In Connolly v. Midredge, 160 Mass. 566 (36 N. E. 469), plaintiff was injured while engaged in putting a new cloth cover on the roller of a steam ironing machine, a work quite similar to that in which plaintiff in this case was engaged. In that case plaintiff was a girl 20 years of age, who had lived on a farm in Ireland until two years previous, when she came to America, and was engaged as a domestic until three or four weeks before she was injured, when sheengaged to work in defendant’s laundry starching articles of clothing. She had never worked on the machine in question until the day she was injured, though she had become familiar with it by observation. Her hand was caught while holding onto the cloth covering as it wrapped around the roller. In deciding the case Justice Holmes, now of the United States Supreme Court, says:
“ The danger to fingers from two cylinders in contact with each other, and seen to be revolving inwardly, is obvious to any person of ordinary powers, and plainly was understood by the plaintiff. Crowley v. Pacific Mills, 148 Mass. 228 [19 N. E. 344]. * * * The plaintiff was putting a cloth upon the cylinder above the*122 guard. She saw, or might have seen, all the elements of danger, including the distance between the guard and the cylinder on that side. To appreciate them required no warning or instruction beyond what is furnished by common experience.”

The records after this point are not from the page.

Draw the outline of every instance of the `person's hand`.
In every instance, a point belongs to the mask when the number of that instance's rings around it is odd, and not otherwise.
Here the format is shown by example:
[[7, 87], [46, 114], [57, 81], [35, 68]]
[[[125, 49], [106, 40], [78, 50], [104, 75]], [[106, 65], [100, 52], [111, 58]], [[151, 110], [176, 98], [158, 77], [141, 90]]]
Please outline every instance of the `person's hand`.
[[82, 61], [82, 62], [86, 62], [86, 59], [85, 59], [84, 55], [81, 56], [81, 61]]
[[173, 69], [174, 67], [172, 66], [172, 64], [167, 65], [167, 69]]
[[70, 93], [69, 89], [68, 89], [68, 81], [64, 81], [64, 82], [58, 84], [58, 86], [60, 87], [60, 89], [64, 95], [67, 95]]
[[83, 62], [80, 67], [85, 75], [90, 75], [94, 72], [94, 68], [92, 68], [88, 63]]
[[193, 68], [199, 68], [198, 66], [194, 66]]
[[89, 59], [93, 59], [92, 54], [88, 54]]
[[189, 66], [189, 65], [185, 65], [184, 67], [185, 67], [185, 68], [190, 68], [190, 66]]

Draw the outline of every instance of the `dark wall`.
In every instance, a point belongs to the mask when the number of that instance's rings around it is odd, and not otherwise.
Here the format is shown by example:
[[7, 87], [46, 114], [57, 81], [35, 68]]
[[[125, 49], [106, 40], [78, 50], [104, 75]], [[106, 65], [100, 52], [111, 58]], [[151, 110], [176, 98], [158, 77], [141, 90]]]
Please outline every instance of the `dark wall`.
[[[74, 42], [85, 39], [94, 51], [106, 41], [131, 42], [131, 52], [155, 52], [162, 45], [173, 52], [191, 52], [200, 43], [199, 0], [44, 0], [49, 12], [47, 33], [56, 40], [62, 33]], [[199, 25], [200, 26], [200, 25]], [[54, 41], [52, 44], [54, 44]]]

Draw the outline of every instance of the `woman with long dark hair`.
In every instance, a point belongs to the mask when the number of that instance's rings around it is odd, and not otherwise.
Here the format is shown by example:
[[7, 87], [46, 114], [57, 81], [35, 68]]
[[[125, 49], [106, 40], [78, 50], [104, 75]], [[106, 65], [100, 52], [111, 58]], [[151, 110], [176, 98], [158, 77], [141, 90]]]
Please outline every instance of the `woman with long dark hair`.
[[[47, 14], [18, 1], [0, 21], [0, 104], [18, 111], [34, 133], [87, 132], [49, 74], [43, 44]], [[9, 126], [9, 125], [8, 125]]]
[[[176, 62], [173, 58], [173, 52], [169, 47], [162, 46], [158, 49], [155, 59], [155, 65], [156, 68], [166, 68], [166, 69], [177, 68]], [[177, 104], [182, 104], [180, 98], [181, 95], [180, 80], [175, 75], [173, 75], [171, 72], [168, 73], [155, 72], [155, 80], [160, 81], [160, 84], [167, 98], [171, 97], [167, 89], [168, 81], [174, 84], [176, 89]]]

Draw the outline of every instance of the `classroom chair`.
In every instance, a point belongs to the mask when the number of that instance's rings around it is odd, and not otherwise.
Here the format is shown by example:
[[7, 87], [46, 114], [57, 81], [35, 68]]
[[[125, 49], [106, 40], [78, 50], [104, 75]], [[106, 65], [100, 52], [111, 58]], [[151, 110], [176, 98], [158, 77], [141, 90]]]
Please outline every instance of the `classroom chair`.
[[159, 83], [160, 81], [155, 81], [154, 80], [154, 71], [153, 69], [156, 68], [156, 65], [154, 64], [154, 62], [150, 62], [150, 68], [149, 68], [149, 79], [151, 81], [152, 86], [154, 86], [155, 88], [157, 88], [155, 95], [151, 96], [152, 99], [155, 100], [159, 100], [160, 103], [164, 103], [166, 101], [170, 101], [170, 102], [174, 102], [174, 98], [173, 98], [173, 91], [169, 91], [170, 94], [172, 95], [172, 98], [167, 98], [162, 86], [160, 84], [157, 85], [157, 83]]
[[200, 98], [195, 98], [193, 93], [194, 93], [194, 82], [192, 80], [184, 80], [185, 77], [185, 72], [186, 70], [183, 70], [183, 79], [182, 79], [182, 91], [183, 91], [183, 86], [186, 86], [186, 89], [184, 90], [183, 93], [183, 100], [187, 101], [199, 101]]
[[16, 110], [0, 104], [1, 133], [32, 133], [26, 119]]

In the case at bar the conditions were open to observation and known to plaintiff. There was nothing out of repair or concealed. Cutting the bags and leaving loose threads, contrary to his usual custom, was his own doing, if such was done. Whatever additional danger there was of his fingers being entangled in those threads and drawn into the rollers was obviously incident to the work, was caused by himself, and a risk assumed by him.
The case is reversed, and no new trial ordered.